The increasing role of electronic media in news and, information pills
more generally, food
in content production is changing the scope and boundaries of the journalism profession and the instruments deployed to regulate the activity. Historically, journalism has primarily been self-regulated. The limits of public legislation, mainly driven by the constitutional constraints posed by the freedom of expression, have created different models of national private regulatory regimes across Europe. Media regulation is a multilevel architecture and national legal systems still play a primary role in designing rules concerning news production. Self-regulation reflects national approaches and varies according to legal and social regulatory cultures. Within the private sphere, different forms of regulation have been implemented reflecting the changing balance between the profession, the industries and the new players which have emerged after the Web revolution. The development of new media poses the following important challenges to that regulatory framework: the criteria to be used to define journalism; the distinction and the boundaries between professional and non-professional journalism; the distinction between commercial and social/not for profit content production. This essay examines these challenges looking at practice and litigation in European countries, identifying the different conflicting interests generating this litigation and the (private) regulatory responses. It will explore the differences between professional and industry regulation both within and across media: looking at the national and European or transnational regulatory scope of these regimes.

Fabrizio Cafaggi & Federica Casarosa, Research team of the European University Institute (EUI), ‘Private regulation, freedom of expression and journalism: Towards a European approach?’ EUI Working Papers, Law 2012/20. Available at: http://www.mediadem.eliamep.gr/wp-content/uploads/2010/05/WP-LAW-2012-20.pdf.

You may leave a comment with the authors.

The University of Edinburgh held a workshop on 7 January 2013 on the future of the media in Scotland. The workshop considered the issues that arise from operating media in a devolved country, cheapest
as well as possible consequences for the media should Scotland vote in favour of independence in the upcoming referendum in 2014. The workshop brought together academics, search
students, decease
policy makers and politicians.

The workshop was opened by Dr Rachael Craufurd Smith, senior lecturer at the University of Edinburgh, who set out the three main themes for discussion: looking forward to independence; the scope for further devolution; and language and culture policies in devolved nations. She also presented the policy suggestions for the development of free and independent media in the UK drafted by the UK MEDIADEM team. A keynote speech was then provided by Ms Birgitta Jónsdóttir, member of the Icelandic Parliament and chairperson of the International Modern Media Institute (IMMI), discussing the implementation of Iceland’s Modern Media Initiative, a catch-all freedom of expression law-based project that aims to make Iceland a global safe haven for investigative journalism, and the impact the Initiative has made on EU policy.
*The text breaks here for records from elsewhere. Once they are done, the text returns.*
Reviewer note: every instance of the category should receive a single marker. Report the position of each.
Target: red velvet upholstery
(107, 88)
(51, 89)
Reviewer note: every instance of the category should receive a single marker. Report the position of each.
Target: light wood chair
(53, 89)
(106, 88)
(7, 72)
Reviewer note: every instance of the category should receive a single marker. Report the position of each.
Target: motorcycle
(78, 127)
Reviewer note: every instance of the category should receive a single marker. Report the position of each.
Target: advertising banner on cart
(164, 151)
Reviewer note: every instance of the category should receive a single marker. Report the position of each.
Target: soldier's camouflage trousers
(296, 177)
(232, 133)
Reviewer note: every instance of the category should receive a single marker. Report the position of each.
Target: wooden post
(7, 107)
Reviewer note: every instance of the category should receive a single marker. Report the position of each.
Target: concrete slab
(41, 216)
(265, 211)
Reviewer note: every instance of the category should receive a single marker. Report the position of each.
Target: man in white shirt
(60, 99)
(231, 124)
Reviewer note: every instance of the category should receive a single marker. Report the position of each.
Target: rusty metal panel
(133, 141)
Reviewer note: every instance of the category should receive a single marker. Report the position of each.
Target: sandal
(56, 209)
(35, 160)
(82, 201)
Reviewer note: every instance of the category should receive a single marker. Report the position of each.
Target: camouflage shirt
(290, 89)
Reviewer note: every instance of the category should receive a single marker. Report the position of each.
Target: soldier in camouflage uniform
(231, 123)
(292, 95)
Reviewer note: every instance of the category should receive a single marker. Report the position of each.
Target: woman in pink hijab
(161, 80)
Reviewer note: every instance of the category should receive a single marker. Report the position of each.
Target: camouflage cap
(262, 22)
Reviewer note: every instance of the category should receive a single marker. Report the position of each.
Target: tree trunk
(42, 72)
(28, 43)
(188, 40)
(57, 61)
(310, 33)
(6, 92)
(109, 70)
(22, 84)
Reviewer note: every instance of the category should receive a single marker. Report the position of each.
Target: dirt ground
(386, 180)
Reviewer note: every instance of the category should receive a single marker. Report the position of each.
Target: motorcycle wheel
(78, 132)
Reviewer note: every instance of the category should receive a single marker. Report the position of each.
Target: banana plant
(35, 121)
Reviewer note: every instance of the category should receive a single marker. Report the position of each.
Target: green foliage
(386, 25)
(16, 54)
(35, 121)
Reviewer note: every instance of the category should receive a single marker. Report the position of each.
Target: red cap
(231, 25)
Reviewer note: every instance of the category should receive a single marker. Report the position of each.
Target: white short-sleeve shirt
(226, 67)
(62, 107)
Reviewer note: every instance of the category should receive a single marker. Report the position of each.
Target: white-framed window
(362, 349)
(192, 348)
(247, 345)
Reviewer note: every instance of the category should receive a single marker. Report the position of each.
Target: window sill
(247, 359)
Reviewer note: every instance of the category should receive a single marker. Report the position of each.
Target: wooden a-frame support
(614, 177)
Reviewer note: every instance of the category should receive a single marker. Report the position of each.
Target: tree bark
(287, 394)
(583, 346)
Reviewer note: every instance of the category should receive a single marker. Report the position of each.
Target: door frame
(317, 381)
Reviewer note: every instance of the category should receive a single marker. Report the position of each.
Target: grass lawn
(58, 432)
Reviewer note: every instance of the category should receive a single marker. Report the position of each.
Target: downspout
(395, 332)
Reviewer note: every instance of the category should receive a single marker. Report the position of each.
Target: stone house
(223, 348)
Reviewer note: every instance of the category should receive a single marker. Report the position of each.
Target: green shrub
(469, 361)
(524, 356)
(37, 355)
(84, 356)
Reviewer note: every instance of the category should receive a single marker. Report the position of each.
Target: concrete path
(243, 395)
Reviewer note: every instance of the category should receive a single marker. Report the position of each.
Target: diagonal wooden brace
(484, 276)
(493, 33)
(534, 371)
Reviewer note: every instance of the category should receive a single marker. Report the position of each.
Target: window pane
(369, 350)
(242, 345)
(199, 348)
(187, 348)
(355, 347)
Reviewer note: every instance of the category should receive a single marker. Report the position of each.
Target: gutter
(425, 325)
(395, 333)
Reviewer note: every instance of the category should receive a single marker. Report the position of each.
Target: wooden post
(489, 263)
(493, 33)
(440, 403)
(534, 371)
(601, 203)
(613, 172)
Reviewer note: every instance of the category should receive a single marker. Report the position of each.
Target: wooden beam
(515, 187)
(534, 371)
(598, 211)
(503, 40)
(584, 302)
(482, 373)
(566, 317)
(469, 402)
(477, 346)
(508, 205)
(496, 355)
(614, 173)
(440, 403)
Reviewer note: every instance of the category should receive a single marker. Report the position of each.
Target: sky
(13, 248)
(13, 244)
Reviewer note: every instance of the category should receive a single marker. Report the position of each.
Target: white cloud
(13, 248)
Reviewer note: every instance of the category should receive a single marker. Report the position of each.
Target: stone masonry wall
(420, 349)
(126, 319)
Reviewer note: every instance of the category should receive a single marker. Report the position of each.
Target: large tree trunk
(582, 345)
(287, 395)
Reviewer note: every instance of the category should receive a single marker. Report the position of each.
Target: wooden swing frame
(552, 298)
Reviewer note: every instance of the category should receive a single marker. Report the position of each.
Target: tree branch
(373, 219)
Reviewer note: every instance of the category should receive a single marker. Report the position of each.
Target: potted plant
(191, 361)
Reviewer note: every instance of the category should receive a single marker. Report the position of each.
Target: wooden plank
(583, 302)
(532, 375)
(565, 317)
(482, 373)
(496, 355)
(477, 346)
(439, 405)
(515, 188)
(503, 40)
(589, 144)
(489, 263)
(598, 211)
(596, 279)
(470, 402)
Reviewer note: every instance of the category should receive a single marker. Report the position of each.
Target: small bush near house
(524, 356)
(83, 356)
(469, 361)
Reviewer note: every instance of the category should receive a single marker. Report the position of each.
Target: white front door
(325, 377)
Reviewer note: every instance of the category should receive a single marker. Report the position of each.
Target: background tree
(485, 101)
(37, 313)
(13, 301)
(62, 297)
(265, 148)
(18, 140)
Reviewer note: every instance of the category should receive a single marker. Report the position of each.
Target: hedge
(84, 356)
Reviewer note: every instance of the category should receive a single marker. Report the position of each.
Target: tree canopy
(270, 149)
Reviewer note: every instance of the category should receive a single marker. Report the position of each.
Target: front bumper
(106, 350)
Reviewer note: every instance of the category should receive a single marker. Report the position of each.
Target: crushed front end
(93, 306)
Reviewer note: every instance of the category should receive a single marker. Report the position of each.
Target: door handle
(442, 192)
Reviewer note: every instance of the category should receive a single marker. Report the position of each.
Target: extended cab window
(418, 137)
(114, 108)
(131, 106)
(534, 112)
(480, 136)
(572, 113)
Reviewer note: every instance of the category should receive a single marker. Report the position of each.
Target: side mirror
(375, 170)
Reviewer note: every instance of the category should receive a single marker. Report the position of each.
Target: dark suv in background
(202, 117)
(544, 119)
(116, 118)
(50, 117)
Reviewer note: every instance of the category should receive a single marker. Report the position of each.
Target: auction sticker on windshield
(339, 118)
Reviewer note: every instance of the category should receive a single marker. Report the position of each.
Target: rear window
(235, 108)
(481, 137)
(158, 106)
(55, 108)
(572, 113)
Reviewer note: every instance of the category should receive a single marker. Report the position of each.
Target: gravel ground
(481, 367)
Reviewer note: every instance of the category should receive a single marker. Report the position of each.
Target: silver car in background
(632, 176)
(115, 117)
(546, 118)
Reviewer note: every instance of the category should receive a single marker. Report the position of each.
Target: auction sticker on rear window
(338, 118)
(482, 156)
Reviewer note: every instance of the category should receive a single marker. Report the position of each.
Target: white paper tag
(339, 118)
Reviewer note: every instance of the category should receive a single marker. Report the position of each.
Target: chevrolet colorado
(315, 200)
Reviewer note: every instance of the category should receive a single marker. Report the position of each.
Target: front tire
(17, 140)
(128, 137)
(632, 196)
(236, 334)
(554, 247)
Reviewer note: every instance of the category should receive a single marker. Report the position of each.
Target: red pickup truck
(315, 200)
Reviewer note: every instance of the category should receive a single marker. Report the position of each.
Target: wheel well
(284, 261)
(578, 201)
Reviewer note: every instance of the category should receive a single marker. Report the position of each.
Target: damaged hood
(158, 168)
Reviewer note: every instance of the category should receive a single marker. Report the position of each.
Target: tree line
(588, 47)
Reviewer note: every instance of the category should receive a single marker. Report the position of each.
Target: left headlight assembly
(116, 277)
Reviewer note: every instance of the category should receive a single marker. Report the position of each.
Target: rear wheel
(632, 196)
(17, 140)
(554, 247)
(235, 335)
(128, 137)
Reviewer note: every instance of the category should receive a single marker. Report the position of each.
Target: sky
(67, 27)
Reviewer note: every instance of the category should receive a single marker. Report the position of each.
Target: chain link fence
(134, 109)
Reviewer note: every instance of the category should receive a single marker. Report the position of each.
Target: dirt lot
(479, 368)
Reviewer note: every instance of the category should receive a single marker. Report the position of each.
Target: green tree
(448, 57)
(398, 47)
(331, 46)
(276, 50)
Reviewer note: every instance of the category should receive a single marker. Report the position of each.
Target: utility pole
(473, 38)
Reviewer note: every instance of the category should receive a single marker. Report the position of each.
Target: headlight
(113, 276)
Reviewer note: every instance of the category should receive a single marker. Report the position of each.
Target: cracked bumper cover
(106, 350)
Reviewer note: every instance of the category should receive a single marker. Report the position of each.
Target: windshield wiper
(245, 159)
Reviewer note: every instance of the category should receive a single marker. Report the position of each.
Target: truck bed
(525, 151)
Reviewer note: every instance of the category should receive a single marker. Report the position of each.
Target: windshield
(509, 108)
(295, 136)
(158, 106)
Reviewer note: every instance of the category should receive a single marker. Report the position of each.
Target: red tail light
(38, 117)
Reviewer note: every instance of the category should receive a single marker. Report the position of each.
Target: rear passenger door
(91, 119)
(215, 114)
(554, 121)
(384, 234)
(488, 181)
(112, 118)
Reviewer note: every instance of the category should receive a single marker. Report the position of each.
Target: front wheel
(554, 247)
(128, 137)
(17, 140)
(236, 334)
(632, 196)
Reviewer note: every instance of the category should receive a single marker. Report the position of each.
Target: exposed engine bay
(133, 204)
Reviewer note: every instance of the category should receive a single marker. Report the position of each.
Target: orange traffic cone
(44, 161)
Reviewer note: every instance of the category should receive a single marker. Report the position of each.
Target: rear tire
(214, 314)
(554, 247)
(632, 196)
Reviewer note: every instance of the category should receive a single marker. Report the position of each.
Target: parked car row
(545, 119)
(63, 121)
After lunch, a panel consisting of Dr Sebastian Müller of the University of Bielefeld and Mr Bart van Besien of the Université Libre de Bruxelles considered ‘The reflection of regional and cultural diversity in devolved powers: lessons from abroad’. Dr Sebastian Müller provided insights into the balance of power in relation to the media between the 16 states (Länder) and the federal state in Germany. Mr van Besien discussed the differences between the Dutch and the French media systems in Belgium.

The panel was followed by a presentation from Dr Daithi Mac Sithigh from the University of Edinburgh titled ‘Four tongues worthy – devolution and language in the UK’. Dr Mac Sithigh considered the inconsistencies in language law and policy in the UK, and discussed how the distribution of regulatory competences can affect the realisation of language rights.

Professor Philip Schlessinger of the University of Glasgow concluded the workshop by setting out some of the questions and issues surrounding the media in Scotland that will need to be discussed in the upcoming debates on independence.

The agenda of the workshop is available here.